PKV mit Scheideninfektion
Wie wirkt sich diese Vorerkrankung auf Deine private Krankenversicherung aus?
Eine Scheideninfektion, auch Vaginitis genannt, ist eine Entzündung der Vagina. Sie kann durch verschiedene Faktoren verursacht werden, darunter bakterielle Überwucherung (bakterielle Vaginose), Hefepilze (Candidiasis) oder Trichomoniasis (eine sexuell übertragbare Infektion). Symptome sind oft Juckreiz, Brennen, ungewöhnlicher Ausfluss, Geruch und Schmerzen beim Geschlechtsverkehr oder Wasserlassen. Obwohl in der Regel nicht lebensbedrohlich, können unbehandelte Infektionen zu Unbehagen führen, sich auf andere Fortpflanzungsorgane ausbreiten und die Anfälligkeit für andere sexuell übertragbare Krankheiten erhöhen. Die Diagnose erfolgt typischerweise durch eine gynäkologische Untersuchung und mikroskopische Analyse des Vaginalsekrets, gefolgt von einer gezielten Behandlung.
PKV-Risikobewertung
Auswirkungen auf Deinen Versicherungsschutz
Krankheitsdauer (erstmalig)
Typischerweise 3-10 Tage mit Behandlung; kann unbehandelt wochenlang anhalten.
Krankheitsdauer (lebenslang)
Kann ein einmaliges Ereignis sein, ist aber oft wiederkehrend, insbesondere bei prädisponierenden Faktoren.
Behandlungskosten (erstmalig)
Ungefähr 50 - 300 US-Dollar (Arztbesuch, Labortests, Medikamente).
Behandlungskosten (lebenslang)
Sehr variabel; von 50 US-Dollar (einmaliges Vorkommen) bis zu mehreren hundert US-Dollar für wiederkehrende Fälle über Jahre hinweg.
Mortalitätsrate
Extrem niedrig, praktisch Null, wenn ordnungsgemäß behandelt.
Risiko für Folgeschäden
Niedrig bis moderat. Unbehandelte Infektionen können zu einer Beckenentzündung (PID), einem erhöhten Risiko für sexuell übertragbare Krankheiten und Schwangerschaftskomplikationen führen. Psychologische Auswirkungen aufgrund von Unbehagen und Wiederauftreten sind ebenfalls möglich.

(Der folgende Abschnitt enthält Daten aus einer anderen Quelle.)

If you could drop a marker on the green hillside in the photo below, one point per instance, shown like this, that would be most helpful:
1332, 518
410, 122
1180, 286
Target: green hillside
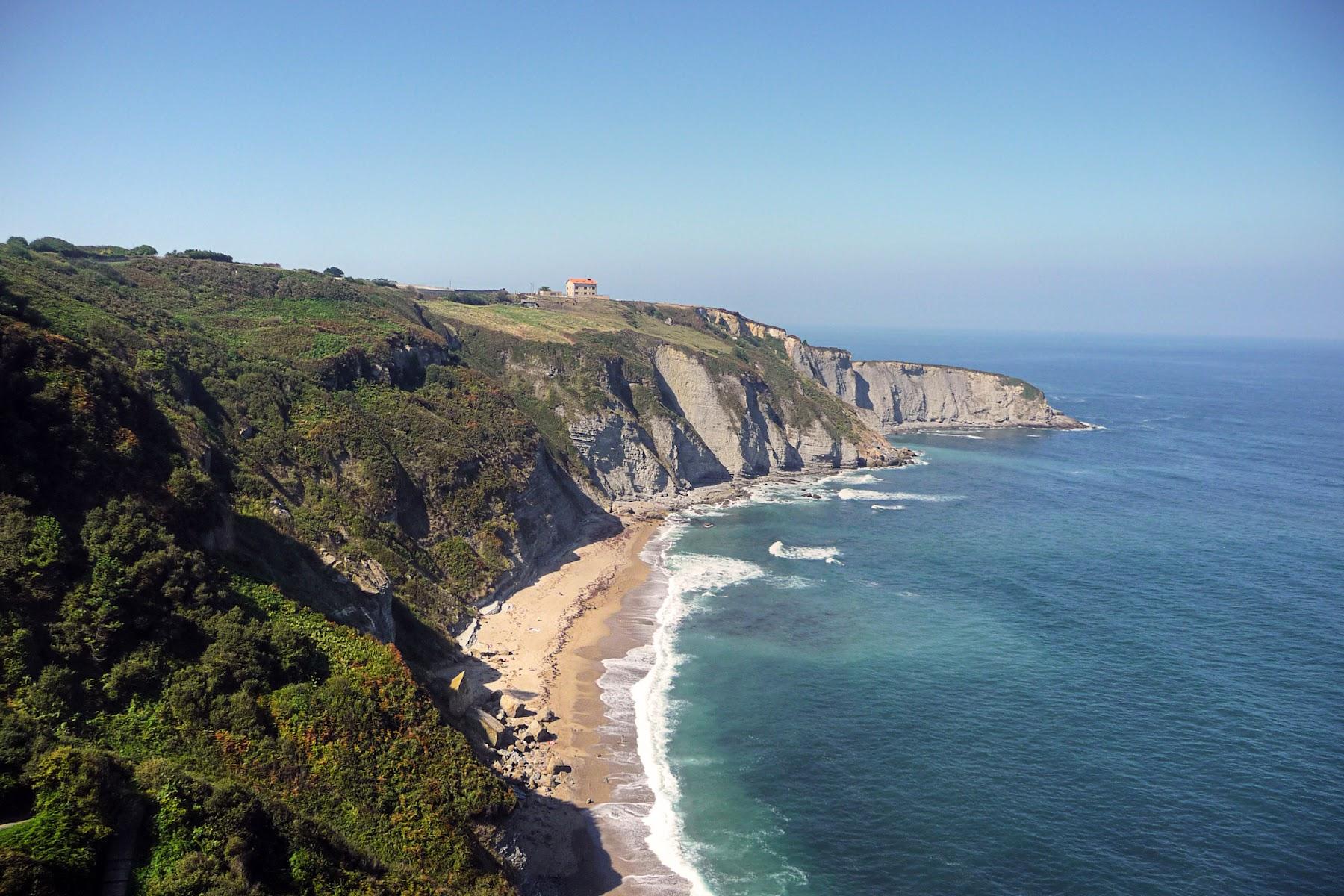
176, 435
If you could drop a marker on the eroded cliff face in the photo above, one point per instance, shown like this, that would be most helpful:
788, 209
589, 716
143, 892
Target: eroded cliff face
668, 421
898, 394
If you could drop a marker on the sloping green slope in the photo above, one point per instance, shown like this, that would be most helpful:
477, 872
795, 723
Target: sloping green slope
141, 403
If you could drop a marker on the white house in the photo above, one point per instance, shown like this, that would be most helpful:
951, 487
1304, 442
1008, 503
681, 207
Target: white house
577, 287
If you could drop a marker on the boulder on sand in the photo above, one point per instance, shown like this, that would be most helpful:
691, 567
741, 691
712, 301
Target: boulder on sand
490, 727
511, 706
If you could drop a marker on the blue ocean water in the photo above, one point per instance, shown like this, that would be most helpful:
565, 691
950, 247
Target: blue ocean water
1070, 662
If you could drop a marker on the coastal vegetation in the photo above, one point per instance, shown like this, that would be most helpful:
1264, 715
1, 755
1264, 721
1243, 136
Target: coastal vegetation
154, 679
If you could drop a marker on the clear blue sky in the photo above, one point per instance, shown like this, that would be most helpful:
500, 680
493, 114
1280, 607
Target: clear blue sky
1129, 167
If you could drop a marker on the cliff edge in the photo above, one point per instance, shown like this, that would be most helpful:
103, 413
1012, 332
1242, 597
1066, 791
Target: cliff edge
893, 395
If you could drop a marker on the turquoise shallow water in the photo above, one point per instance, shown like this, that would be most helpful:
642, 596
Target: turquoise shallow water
1074, 662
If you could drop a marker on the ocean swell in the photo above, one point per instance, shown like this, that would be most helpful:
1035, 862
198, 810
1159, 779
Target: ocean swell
688, 576
873, 494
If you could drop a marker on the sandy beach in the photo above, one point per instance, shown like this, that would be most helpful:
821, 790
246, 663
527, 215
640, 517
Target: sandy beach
547, 644
542, 645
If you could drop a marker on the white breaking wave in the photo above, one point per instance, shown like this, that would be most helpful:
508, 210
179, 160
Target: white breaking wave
870, 494
853, 476
781, 550
688, 575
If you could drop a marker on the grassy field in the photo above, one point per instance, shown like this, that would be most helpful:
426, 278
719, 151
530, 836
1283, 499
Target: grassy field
564, 320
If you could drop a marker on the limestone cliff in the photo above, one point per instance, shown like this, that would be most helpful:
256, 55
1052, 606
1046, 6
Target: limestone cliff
900, 394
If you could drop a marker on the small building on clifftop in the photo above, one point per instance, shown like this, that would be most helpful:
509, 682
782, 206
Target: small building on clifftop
577, 287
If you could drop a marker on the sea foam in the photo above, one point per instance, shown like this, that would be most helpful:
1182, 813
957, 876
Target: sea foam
783, 550
690, 575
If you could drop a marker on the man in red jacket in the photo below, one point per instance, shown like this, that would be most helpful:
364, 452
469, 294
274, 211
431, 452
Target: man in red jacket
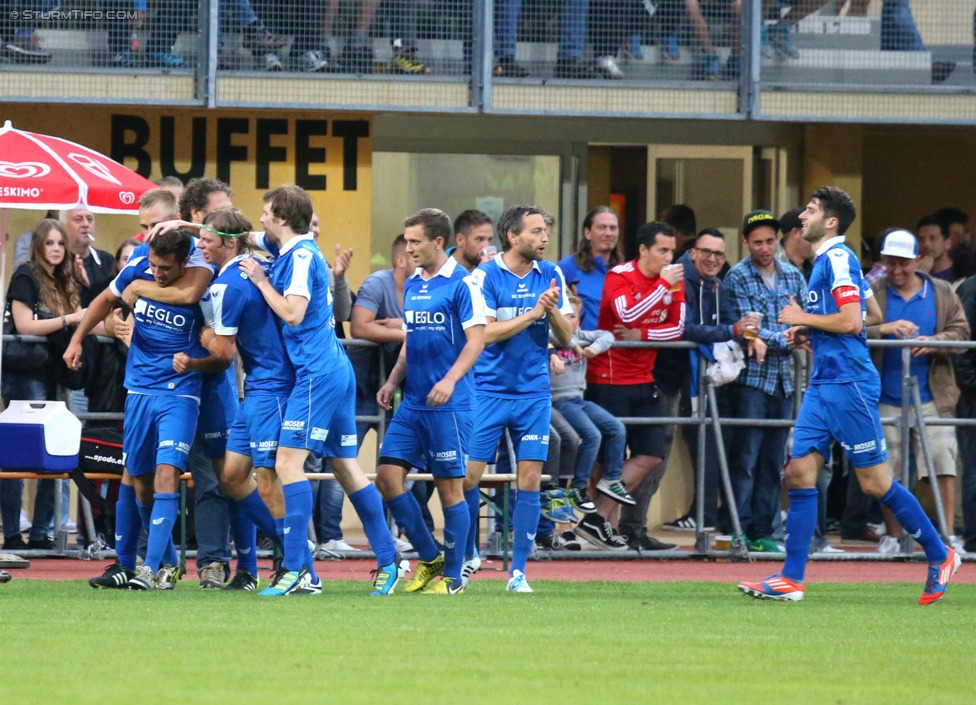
639, 303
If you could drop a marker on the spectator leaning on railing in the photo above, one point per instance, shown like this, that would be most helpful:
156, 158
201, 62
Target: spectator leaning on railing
921, 307
761, 284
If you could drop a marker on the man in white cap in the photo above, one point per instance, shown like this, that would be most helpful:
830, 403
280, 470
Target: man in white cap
918, 306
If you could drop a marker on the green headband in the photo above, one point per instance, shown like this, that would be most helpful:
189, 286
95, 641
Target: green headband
217, 232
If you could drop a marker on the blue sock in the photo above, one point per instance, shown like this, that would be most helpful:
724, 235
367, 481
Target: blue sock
298, 510
257, 511
164, 512
525, 519
473, 499
455, 526
245, 535
801, 520
128, 525
910, 515
369, 506
406, 511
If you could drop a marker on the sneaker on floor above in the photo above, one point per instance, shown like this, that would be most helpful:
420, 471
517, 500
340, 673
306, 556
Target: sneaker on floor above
144, 579
938, 578
424, 573
167, 575
685, 523
445, 586
775, 587
517, 583
648, 543
339, 545
763, 545
615, 490
889, 545
212, 576
115, 577
386, 578
580, 500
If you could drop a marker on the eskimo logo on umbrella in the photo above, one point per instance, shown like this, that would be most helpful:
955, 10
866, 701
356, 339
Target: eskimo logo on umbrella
23, 170
93, 167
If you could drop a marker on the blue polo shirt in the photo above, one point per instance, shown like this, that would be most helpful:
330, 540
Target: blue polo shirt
920, 310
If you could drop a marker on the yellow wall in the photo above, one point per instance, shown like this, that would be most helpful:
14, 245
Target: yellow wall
343, 206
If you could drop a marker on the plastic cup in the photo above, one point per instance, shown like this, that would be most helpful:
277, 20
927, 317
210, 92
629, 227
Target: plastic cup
753, 333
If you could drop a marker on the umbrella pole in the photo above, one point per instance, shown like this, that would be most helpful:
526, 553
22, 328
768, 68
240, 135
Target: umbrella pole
3, 278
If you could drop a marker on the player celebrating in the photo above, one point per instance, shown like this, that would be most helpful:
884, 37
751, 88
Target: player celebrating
841, 404
444, 321
524, 296
320, 415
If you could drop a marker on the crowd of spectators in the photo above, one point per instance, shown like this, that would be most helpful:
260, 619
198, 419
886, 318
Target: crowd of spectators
678, 287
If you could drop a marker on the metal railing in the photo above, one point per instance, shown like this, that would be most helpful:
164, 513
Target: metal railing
533, 57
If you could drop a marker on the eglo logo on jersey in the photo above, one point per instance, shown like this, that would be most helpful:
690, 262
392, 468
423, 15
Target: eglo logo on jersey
149, 310
422, 317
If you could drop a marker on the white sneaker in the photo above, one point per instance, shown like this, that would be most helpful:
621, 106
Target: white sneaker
338, 545
889, 545
607, 67
518, 583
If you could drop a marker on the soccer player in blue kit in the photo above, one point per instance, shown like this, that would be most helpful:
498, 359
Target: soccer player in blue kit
444, 319
161, 408
320, 414
524, 297
840, 404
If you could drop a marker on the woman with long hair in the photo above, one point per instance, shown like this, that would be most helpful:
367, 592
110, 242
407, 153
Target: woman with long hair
43, 299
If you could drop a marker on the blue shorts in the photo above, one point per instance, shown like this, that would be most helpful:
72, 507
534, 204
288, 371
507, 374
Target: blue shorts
321, 415
158, 430
219, 405
256, 428
527, 421
431, 439
847, 413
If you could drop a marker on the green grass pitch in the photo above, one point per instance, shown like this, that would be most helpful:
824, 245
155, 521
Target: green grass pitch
669, 643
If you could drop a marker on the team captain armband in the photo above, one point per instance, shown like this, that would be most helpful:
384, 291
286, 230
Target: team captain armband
846, 295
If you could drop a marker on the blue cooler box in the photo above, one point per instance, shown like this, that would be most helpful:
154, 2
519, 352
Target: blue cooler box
39, 436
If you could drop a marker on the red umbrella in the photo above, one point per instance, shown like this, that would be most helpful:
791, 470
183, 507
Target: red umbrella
41, 172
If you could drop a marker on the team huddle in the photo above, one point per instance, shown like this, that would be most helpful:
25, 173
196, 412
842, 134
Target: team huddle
475, 362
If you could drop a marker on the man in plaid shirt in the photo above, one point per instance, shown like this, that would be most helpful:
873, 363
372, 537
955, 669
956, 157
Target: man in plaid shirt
764, 389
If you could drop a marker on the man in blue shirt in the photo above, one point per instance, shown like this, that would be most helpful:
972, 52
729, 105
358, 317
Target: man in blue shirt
918, 306
840, 404
595, 254
161, 410
444, 320
320, 415
524, 297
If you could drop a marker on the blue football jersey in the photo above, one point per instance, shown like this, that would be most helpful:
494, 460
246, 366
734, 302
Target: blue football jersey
836, 277
518, 366
160, 331
234, 306
436, 312
312, 345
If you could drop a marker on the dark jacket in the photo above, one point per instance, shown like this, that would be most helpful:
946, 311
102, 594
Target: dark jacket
708, 319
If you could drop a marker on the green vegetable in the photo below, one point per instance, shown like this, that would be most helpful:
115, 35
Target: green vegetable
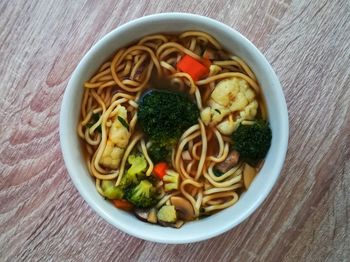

Wahrscheinlichkeit der vollständigen Heilung
Sehr hoch (>95%) bei entsprechender Diagnose und Behandlung.
Risiko für Grunderkrankungen
Moderat. Erhöhtes Risiko bei Personen mit Diabetes, geschwächtem Immunsystem, hormonellen Ungleichgewichten oder häufiger Antibiotikaeinnahme. Kann auch zusammen mit oder als Symptom anderer sexuell übertragbarer Infektionen (STIs) auftreten.